Secondo le ultime stime, nei paesi occidentali, il 2-3% di tutte le persone che manifestano i sintomi di un infarto sarebbe interessato. Nel 90% dei casi, sono donne tra i 58 e i 75 anni. Conosciuto anche come sindrome del cuore spezzato, Sindrome di Takotsubo è una sofferenza, di solito temporanea, del cuore che ricorda i sintomi dell’attacco cardiaco e che è innescata da una situazione emotiva o stressante molto intensa. Per descrivere il disturbo, nei primi anni ’90 del XX secolo, alcuni scienziati dal Giappone. “Takotsubo” è in realtà una parola giapponese che si riferisce a una specie di cestino che i pescatori usano per catturare i polpi. Come quest̵

7;ultimo, il ventricolo sinistro del paziente appare effettivamente durante gli esami ecocardiografici. La patologia è un esempio di cardiomiopatia non ischemica.

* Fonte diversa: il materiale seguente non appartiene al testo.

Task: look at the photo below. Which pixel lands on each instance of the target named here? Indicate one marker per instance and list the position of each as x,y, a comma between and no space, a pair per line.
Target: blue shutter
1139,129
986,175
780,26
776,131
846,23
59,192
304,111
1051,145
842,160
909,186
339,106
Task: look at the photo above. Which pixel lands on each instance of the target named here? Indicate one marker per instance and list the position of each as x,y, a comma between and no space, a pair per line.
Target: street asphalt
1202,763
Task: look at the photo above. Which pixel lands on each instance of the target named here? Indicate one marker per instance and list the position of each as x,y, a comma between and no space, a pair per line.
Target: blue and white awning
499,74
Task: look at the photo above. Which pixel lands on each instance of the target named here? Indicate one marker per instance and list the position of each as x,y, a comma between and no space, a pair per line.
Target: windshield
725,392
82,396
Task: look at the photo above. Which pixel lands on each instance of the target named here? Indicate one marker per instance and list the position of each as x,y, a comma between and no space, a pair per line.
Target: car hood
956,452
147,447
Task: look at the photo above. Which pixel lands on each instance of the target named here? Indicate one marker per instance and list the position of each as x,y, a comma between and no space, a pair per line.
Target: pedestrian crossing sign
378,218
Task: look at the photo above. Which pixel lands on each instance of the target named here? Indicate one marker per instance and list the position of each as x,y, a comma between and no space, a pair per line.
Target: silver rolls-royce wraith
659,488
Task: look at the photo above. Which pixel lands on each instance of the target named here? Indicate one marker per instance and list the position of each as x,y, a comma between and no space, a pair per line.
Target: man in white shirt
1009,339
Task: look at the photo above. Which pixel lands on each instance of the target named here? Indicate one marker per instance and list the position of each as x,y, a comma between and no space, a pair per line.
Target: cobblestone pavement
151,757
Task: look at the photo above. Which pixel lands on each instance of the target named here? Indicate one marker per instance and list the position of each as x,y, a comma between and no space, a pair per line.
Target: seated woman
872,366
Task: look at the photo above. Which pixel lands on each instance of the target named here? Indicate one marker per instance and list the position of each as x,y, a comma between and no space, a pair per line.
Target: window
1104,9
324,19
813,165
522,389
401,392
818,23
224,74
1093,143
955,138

Il causa Se la sindrome di Takotsubo non è ancora nota, ma come già accennato, sembra essere il risultato di un evento particolarmente stressante o di una forte sensazione. Tali situazioni causano un rilascio eccezionale di adrenalina e noradrenalina. Questa cascata ormonale, in soggetti predisposti, compromette la funzione di pompaggio del sangue nel ventricolo sinistro del cuore. È stato osservato che i principali fattori scatenanti della cardiomiopatia da stress includono: morte di una persona cara, separazione o divorzio, diagnosi di una malattia grave, violenza domestica, perdita del lavoro. Ancora problemi finanziari, discorsi pubblici, feste a sorpresa, sforzo fisico (attacchi di asma, interventi chirurgici importanti, fratture ossee). Non sottovalutare l’assunzione di alcuni farmaci (epinefrina, levotiroxina, duloxetina, venlafaxina) il cui effetto è aumentare i livelli di adrenalina e / o noradrenalina.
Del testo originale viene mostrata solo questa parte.